How Europe underdeveloped Africa

By Walter Rodney

I just started reading this book and it is one of those that need to be read with others, in community. It is not enough to read it alone.

Elsewhere on this blog, I have said education is the chief way we will address the challenges facing us in this century, in Africa and the world as a whole. What type of education? A problem posing, as Paulo Freire put it in the pedagogy of the oppressed. This, problem posing education, is, I aver, what has been lacking in our curriculum.

I digress.

This book first published 46 years ago today is still so relevant it makes me want to cry.

For example, Rodney writes

The incomes given to civil servants, professionals, merchants, come from the store of wealth produced by the community. Quite apart from the injustices in the distribution of wealth, one has to dismiss the argument that ‘the taxpayers’ money is what develops a country.
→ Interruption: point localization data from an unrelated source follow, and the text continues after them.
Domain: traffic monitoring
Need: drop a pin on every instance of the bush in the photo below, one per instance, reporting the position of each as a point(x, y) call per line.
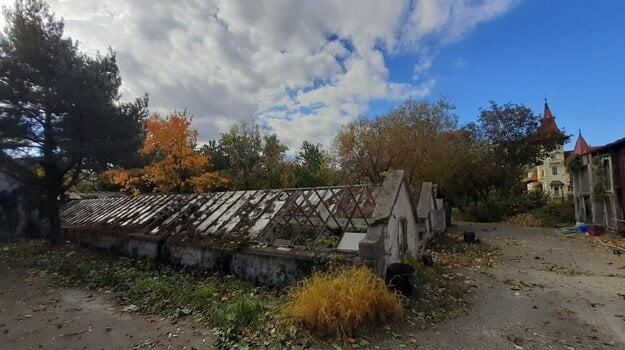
point(341, 300)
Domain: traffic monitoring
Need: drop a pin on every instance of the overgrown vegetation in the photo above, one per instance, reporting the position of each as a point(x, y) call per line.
point(532, 208)
point(341, 300)
point(242, 314)
point(350, 302)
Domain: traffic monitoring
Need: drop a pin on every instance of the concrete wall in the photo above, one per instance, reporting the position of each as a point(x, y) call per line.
point(263, 265)
point(394, 236)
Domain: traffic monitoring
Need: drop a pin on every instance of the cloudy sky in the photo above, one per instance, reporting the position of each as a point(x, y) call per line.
point(304, 68)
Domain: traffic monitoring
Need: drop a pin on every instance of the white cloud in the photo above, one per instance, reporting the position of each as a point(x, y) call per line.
point(301, 68)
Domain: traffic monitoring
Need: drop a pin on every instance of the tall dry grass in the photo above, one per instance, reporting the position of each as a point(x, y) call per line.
point(341, 300)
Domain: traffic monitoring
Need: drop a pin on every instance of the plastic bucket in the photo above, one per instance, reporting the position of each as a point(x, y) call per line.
point(399, 277)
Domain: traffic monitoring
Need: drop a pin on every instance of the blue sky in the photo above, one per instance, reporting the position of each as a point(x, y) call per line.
point(572, 52)
point(304, 69)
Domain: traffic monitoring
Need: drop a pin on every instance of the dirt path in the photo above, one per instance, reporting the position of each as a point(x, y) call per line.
point(546, 291)
point(36, 314)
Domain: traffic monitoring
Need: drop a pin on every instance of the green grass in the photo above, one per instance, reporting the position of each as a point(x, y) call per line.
point(241, 314)
point(239, 311)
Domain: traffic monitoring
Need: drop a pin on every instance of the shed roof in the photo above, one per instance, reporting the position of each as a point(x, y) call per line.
point(309, 216)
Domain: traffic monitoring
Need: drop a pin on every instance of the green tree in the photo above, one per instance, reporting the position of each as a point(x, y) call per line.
point(250, 158)
point(59, 107)
point(313, 169)
point(415, 137)
point(510, 143)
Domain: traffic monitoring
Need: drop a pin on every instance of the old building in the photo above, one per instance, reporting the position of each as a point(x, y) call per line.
point(271, 236)
point(551, 175)
point(598, 175)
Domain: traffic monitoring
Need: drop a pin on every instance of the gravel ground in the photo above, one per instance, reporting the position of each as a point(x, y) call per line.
point(545, 291)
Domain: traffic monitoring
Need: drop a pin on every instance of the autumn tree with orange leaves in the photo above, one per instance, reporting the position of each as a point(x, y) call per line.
point(173, 165)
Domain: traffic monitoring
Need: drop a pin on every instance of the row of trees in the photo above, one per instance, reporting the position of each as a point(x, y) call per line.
point(243, 158)
point(61, 117)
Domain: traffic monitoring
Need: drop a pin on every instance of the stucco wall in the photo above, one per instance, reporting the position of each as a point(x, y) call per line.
point(266, 266)
point(393, 236)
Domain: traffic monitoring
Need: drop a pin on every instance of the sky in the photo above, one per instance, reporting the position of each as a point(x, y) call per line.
point(303, 69)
In pursuing the goal of development, one must start with the producers and move on from there to see whether the products of their labour are being rationally utilised to bring greater independence and well being to the nation.

Elsewhere he writes, and it is true, painfully so,

It has been noted with irony that the principal ” industry” of many underdeveloped countries is administration. [……]the salaries given to the elected politicians are higher than those given to British MPs

And this, my friends, is just the beginning of the book and I am already annoyed.